Major depression, which is an aphasic and multifactorial disorder, has become widespread. This disorder’s lifetime prevalence is currently at 16%, with females more affected than males (Duval et al. 191). The disease involves exposure to stressful and traumatic events, biological susceptibility, predisposing temperament, and personality traits. This article examines the effectiveness of different depression treatments and reviews the therapeutic strategies, which can be helpful if the initial treatment fails.
One of the current acute treatments of depression is the use of antidepressants. According to Duval et al., it is vital to consider the patient’s personal preferences and medical condition to choose the most appropriate antidepressant treatment (197). For instance, the non-severely depressed patients may benefit from non-biological approaches, while the severe ones will need antidepressant drug therapy. For this treatment option to be effective, a specific process needs to be followed, which should involve patient participation. The patient is first educated on the nature of the proposed treatment option and the illness in general. For moderate depression, it is recommended that the decision to prescribe antidepressants is thought over for some time. However, a severely depressed patient should start using antidepressants immediately because therapy alone is not enough to trigger the neurobiological substrate. The response to antidepressants depends on the patient’s biological state and clinical features. This treatment option has different tolerability and therapeutic responses among various patients depending on their type of symptomology. Therefore, it is essential to determine the right antidepressant drugs to predict the outcome of the treatment.
The second treatment for depression is the use of selective serotonin reuptake inhibitors (SSRIs), such as sertraline, paroxetine, fluvoxamine, fluoxetine, and citalopram. According to Duval et al., SSRIs are more effective than primarily noradrenergic antidepressants when it comes to the reduction of anxiety and irritability symptoms (199). However, research has observed a more effective therapeutic response to noradrenergic antidepressants among severely depressed patients with psychomotor retardation than SSRIs because they cause fewer bothersome side effects. On the contrary, some studies have suggested that out-patients with atypical depression benefit more from monoamine oxidase inhibitors (MAOIs) (Duval et al. 199).
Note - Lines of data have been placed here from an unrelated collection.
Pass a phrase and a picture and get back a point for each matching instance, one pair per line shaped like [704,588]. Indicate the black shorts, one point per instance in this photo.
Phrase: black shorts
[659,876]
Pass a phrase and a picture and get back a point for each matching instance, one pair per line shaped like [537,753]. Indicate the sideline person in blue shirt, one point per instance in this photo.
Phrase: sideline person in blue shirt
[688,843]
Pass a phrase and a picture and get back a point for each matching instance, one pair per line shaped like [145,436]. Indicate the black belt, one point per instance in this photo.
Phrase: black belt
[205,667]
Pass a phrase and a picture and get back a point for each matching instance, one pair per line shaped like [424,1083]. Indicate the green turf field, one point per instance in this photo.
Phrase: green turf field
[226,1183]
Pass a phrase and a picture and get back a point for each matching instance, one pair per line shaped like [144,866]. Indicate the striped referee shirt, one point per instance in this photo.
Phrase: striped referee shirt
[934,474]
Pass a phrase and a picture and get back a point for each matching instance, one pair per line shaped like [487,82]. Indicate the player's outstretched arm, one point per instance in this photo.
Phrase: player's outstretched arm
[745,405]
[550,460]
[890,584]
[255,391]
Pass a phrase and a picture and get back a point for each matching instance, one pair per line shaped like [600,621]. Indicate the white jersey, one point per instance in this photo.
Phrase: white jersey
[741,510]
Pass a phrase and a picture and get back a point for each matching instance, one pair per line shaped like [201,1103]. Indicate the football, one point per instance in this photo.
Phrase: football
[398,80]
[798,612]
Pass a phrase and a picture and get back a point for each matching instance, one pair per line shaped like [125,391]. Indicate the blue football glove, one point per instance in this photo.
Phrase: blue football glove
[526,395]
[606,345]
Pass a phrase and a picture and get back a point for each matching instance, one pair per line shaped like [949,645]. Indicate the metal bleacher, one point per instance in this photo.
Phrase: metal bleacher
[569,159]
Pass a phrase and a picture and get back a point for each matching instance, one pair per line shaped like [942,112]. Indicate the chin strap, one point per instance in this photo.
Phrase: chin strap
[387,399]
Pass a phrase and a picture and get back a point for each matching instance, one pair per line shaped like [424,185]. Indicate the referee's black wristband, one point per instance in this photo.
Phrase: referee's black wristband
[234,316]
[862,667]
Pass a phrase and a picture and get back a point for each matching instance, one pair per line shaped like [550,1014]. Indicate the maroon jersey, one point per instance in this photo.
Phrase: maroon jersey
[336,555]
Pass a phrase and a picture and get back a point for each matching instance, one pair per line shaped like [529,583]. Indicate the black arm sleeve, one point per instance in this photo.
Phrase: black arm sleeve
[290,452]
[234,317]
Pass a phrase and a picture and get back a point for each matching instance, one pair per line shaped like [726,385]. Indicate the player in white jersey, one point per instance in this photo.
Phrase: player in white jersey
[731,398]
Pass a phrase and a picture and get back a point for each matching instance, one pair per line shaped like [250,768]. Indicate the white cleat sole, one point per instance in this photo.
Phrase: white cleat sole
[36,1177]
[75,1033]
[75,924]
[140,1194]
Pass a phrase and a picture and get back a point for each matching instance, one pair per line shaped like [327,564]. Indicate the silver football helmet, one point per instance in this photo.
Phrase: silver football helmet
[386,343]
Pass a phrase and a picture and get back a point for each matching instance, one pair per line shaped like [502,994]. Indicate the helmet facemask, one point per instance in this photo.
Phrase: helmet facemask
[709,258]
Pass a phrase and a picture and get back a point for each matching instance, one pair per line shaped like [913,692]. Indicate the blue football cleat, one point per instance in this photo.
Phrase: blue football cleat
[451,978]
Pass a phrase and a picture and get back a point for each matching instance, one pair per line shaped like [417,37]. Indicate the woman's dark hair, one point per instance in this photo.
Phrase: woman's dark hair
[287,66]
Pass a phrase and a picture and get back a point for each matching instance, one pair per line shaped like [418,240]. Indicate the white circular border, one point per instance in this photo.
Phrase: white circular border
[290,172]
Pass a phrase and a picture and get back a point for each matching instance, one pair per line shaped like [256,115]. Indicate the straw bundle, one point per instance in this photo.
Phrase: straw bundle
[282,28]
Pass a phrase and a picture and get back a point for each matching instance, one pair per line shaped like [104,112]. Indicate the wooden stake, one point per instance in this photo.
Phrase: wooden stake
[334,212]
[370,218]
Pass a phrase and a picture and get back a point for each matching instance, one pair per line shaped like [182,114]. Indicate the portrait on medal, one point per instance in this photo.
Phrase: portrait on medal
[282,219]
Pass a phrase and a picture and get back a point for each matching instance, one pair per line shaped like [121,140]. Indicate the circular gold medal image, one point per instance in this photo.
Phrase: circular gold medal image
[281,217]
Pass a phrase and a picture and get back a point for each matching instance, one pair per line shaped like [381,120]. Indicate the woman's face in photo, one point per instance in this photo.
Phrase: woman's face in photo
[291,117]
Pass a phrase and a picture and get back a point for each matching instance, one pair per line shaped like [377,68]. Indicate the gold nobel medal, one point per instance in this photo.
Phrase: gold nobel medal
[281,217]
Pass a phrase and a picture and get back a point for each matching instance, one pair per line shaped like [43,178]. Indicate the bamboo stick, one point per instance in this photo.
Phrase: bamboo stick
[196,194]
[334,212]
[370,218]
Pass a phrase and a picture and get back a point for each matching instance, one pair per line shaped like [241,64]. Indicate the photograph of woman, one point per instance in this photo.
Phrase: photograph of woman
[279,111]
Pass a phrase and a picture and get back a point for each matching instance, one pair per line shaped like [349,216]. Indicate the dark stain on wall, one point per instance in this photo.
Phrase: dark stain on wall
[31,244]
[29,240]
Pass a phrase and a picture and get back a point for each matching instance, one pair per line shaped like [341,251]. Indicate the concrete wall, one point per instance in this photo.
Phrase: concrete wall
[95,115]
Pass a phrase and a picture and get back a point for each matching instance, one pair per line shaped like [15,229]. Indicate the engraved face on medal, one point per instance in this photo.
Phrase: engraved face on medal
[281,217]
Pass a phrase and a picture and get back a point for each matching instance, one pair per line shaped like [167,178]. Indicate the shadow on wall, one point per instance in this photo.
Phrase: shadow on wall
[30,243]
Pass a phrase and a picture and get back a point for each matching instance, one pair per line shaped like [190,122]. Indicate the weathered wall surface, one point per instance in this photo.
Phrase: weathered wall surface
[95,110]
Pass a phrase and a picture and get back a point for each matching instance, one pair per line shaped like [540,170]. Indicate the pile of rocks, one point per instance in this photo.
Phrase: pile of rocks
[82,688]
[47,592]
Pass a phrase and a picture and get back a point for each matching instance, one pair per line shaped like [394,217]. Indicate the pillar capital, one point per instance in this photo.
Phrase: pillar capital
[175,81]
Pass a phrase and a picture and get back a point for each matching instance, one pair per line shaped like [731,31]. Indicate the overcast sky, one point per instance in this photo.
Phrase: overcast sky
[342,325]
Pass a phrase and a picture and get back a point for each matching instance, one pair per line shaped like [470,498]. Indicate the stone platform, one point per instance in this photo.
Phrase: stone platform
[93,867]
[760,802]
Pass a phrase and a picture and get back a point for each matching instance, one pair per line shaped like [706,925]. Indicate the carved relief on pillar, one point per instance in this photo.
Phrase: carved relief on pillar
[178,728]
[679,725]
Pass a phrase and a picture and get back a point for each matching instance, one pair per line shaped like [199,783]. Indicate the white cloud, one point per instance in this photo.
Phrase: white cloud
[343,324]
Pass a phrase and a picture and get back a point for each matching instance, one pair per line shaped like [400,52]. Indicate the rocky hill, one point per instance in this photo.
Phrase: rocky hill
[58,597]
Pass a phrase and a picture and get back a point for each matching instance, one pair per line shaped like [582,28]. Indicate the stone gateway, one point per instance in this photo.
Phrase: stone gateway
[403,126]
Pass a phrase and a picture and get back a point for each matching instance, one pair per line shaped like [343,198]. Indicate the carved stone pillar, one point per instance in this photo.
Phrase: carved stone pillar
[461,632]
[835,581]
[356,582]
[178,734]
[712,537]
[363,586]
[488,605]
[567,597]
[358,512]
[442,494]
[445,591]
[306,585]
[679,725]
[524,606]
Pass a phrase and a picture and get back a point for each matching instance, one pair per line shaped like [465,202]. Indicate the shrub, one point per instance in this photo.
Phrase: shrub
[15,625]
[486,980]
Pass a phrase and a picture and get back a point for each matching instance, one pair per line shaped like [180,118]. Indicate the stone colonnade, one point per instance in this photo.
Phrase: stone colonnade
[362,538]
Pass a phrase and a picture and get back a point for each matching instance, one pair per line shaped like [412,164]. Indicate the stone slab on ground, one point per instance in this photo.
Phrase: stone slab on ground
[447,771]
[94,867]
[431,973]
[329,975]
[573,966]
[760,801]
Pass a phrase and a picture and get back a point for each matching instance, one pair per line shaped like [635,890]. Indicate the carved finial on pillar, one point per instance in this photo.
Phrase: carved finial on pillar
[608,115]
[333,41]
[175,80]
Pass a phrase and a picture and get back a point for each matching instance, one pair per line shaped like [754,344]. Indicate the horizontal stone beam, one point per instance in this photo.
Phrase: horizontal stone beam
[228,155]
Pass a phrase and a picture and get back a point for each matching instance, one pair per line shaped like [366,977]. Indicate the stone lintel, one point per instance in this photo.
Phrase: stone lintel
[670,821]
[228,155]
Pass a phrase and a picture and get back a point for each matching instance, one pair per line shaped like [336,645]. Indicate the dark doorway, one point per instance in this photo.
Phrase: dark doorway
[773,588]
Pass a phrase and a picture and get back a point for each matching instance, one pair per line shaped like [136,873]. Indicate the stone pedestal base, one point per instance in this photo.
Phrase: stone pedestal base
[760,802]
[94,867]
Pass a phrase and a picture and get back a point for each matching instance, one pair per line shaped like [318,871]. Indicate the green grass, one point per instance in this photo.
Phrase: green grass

However, MAOIs are secondary treatments because of the many interactions with other drugs and need much dietary restriction. For these reasons, SSRIs are only effective for patients who are mildly and moderately depressed, while tricyclic antidepressants (TCAs) are safer for severely depressed ones and be more effective (Duval et al. 199). Therefore, before administering selective serotonin reuptake inhibitors, it is necessary to consider the client’s level of severity of the illness.
However, in severe depression, the effectiveness of TCAs depends on the administered dose. It has been found that a 75 mg/day dose is less effective than 150 mg/day (Duval et al. 199). However, this treatment is administered below the recommended doses because of anticholinergic adverse effects, including confusion, impaired concentration, blurred vision, constipation, and dry mouth, to minimize these impacts. On the contrary, the tolerability of SSRIs is better than TCAs, which explains why the former is safer even in overdoses (Duval et al. 199). Some of the adverse effects associated with SSRIs include anorexia, insomnia, sexual dysfunction, agitation, anxiety, nausea, and diarrhea. Therefore, the administered dosage is essential in determining the right treatment type, but it is crucial to consider the side effects.
When a depressed patient does not respond well to the first-choice treatment, three options trigger the response: switching to another antidepressant, increasing the initial antidepressant dose, and combining several drugs. When the initial treatment fails, it is advisable to choose another drug, preferably with a broader mechanism of action. However, Duval et al. suggest that before switching to the new treatment, it is recommended that the patient has a drug-free interval to prevent adverse drug-drug interactions (199). Another logical step is to increase the dosage of the initial antidepressant drugs. The compliance and metabolite states of the patient can be determined by checking the ratio of the parent compound and plasma concentrations of the antidepressant drugs. Increasing the dosage of SSRIs from 75 to 150 mg/day is effective, but it has some adverse effects, which have been mentioned above. The third option is to combine several drugs, such as lithium, tri-iodothyronine, with antidepressant therapy while being careful to avoid adverse interactions.
In conclusion, major depression has become very prevalent in recent years. This article discussed the various treatments of depression, considering their effectiveness and available options if the first-choice therapy fails. Some of the current treatments for this disorder are selective serotonin reuptake inhibitors and tricyclic antidepressants. These approaches to treating depression depend on the mechanism of actions of the drugs, the pathophysiology and genetics, and the patients’ therapeutic responses. Sometimes, the depressive symptoms fail to disappear after the first treatment, which calls for another option, such as switching to other depressants, increasing the dosage, or combining several drugs. While choosing any of these alternatives, it is essential to consider the adverse effects, the severity of the depression, and drug-drug interactions to determine the best choice.
Work Cited
Duval, Fabrice, et al. “Treatments in Depression.” Dialogues in Clinical Neuroscience, vol. 8, no. 2, 2006, pp. 191-206.